Rouge Valley Hospital says two employees have admitted, following an internal investigation, to selling patient information.
The hospital says the employees had access to computer systems that log patient information.
“A printout, a list of names and phone numbers and addresses, were found on a printer, and that was given to management and we started investigating,” said spokesman David Brazeau.
Brazeau said the two workers are no longer employed by the hospital, which sent a letter to the affected patients to inform them of the breach.
But personal information about the apparent victims — all new mothers — is still out there.
It is not known who bought the data.

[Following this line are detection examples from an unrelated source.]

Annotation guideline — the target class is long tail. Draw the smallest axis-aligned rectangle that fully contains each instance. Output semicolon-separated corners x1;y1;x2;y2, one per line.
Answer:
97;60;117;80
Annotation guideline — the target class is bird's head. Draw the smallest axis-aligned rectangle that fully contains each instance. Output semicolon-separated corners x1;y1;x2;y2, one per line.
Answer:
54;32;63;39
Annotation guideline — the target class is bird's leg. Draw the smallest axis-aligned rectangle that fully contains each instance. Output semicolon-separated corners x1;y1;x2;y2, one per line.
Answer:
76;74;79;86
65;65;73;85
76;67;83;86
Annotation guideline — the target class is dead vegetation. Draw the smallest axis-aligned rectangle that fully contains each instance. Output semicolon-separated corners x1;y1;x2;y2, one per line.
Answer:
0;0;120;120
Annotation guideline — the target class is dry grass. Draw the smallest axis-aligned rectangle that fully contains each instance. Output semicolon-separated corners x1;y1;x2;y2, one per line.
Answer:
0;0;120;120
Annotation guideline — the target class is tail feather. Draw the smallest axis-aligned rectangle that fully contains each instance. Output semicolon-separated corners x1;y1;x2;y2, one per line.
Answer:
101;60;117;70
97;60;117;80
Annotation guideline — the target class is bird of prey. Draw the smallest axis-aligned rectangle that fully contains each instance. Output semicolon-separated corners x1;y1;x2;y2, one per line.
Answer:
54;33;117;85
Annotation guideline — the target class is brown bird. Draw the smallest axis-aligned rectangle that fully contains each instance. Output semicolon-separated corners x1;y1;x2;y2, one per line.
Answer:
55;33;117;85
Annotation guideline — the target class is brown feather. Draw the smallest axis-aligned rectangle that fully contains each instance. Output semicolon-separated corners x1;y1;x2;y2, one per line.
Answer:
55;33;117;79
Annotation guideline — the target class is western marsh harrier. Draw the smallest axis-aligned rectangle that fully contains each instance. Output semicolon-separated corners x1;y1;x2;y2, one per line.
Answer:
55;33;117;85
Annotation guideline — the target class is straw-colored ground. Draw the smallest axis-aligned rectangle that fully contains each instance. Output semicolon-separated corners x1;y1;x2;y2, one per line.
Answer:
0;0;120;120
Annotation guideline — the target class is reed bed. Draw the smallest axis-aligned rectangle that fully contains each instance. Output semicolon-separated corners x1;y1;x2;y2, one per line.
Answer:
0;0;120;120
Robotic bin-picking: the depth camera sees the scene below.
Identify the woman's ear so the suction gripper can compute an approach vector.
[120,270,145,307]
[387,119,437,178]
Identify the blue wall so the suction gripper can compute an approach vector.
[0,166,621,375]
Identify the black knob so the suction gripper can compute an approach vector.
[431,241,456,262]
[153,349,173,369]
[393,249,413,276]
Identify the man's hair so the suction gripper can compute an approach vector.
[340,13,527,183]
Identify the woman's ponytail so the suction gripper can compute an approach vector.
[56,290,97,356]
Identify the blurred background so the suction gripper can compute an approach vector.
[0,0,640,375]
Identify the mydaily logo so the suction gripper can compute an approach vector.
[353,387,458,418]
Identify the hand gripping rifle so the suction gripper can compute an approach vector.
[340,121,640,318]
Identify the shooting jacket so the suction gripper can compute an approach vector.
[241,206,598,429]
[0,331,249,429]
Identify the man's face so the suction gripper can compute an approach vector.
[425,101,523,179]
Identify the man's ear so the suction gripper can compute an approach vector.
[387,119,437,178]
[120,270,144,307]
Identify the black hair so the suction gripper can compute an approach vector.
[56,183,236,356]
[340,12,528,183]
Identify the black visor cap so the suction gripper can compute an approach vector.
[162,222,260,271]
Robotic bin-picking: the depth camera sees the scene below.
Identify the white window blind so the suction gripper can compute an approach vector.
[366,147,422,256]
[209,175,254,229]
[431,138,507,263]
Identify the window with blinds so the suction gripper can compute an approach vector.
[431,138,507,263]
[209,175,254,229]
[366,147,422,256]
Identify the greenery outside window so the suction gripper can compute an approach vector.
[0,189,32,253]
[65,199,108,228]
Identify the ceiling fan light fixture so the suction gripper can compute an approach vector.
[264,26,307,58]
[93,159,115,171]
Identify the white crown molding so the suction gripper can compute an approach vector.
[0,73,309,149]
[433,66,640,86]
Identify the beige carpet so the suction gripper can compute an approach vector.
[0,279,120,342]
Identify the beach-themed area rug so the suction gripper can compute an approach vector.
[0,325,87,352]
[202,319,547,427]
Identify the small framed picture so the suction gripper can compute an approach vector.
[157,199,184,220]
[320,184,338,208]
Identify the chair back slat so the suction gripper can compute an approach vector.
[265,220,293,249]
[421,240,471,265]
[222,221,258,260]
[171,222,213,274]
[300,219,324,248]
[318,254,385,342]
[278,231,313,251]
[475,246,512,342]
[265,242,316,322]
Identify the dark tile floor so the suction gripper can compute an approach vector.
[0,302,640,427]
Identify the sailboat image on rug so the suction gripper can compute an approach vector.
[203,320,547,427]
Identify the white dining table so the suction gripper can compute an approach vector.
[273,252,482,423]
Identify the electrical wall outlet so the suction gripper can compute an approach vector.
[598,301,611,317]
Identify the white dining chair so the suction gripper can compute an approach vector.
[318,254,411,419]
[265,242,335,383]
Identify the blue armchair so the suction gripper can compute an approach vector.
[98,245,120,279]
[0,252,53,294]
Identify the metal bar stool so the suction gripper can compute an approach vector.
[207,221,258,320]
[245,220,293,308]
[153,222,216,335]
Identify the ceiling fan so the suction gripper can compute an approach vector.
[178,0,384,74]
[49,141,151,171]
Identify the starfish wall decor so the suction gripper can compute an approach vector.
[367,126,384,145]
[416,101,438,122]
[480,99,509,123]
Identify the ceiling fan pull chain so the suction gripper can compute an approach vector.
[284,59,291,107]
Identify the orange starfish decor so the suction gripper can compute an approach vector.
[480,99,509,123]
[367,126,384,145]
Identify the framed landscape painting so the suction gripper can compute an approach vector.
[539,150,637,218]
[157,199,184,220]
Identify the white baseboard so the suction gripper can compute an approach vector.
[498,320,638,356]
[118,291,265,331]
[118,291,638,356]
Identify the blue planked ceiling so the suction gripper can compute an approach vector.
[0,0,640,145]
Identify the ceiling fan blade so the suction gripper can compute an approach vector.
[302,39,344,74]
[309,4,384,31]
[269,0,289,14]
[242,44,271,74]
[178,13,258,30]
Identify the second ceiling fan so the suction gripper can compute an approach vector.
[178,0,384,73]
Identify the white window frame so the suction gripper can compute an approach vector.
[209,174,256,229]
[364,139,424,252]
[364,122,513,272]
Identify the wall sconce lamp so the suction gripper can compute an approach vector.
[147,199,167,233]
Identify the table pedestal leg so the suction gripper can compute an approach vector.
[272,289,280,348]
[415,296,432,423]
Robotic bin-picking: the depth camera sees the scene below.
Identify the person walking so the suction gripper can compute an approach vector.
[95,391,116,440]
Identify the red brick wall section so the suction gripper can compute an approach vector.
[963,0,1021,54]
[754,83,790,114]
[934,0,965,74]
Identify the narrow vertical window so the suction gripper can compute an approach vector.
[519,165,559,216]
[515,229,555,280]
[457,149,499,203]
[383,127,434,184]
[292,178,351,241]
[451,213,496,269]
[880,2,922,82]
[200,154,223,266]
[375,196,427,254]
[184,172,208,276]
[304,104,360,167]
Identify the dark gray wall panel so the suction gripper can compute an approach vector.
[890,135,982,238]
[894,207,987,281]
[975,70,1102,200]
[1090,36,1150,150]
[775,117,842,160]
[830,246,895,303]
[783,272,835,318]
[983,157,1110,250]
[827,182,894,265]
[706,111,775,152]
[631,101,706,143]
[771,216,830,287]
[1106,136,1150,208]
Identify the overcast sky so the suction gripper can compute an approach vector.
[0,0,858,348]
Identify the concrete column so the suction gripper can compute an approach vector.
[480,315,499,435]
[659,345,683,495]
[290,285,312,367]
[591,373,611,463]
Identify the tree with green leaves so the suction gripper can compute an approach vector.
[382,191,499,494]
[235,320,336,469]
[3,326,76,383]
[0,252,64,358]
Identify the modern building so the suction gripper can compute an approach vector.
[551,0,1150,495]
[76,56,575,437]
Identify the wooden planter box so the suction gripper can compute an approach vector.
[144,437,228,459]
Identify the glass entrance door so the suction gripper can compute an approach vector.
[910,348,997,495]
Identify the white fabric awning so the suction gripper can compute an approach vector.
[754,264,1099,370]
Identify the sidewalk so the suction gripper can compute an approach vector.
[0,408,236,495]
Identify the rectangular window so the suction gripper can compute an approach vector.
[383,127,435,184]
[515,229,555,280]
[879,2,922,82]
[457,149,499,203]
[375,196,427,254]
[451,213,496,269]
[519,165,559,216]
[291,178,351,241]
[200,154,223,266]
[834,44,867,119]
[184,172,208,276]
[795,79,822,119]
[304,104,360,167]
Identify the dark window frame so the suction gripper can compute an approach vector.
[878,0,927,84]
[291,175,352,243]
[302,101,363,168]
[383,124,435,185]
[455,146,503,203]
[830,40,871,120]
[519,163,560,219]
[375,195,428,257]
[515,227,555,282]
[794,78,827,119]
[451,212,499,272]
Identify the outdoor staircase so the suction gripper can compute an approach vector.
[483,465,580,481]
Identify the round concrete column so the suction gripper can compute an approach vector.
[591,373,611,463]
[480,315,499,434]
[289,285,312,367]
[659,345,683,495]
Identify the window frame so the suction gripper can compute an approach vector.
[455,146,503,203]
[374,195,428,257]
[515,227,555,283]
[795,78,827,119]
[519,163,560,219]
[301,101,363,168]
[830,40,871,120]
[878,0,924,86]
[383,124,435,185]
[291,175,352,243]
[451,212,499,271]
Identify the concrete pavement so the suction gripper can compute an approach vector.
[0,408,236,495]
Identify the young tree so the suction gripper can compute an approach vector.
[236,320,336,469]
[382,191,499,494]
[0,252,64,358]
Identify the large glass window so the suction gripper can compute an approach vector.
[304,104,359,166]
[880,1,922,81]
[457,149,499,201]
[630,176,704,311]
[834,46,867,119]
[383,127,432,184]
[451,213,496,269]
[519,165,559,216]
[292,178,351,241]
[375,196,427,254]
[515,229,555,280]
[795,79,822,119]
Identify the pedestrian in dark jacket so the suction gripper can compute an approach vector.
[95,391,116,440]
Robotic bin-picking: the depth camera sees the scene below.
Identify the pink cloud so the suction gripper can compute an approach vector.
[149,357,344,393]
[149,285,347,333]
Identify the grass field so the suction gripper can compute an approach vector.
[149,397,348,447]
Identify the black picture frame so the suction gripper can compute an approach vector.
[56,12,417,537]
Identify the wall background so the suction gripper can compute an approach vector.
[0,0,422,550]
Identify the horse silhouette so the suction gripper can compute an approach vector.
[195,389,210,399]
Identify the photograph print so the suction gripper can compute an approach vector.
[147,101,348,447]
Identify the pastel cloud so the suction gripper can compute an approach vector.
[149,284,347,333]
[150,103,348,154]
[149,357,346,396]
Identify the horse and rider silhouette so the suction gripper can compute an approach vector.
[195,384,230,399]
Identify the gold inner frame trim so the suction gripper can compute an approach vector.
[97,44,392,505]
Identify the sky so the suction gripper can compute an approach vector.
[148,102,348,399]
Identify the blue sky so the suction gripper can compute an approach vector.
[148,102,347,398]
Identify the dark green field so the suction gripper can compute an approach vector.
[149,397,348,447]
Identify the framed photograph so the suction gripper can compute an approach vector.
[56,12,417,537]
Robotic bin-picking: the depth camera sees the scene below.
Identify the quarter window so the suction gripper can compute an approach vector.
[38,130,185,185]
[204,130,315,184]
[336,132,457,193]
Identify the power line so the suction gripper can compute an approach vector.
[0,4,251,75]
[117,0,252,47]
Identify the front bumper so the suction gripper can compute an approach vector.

But some of the affected patients say they are now getting phone calls from a company looking to sell Registered Education Savings Plans.
“It's one thing for someone to try to sell you an RESP but it's another thing for someone to have the first and last name and date of birth of your child,” said new mother Natasha Reid.
“You're going to the hospital to get help whatever your reason, to have a baby or you’re sick and you're not thinking that you're going to have your information in cyberspace.”
Ontario privacy commissioner Ann Cavoukian has launched an investigation, calling the incident “appalling” and a “completely egregious” breach of provincial law.
Police are also investigating, as is the Ontario Securities Commission. The OSC said a company could face major penalties if it is found to have bought personal information it knew to be stolen.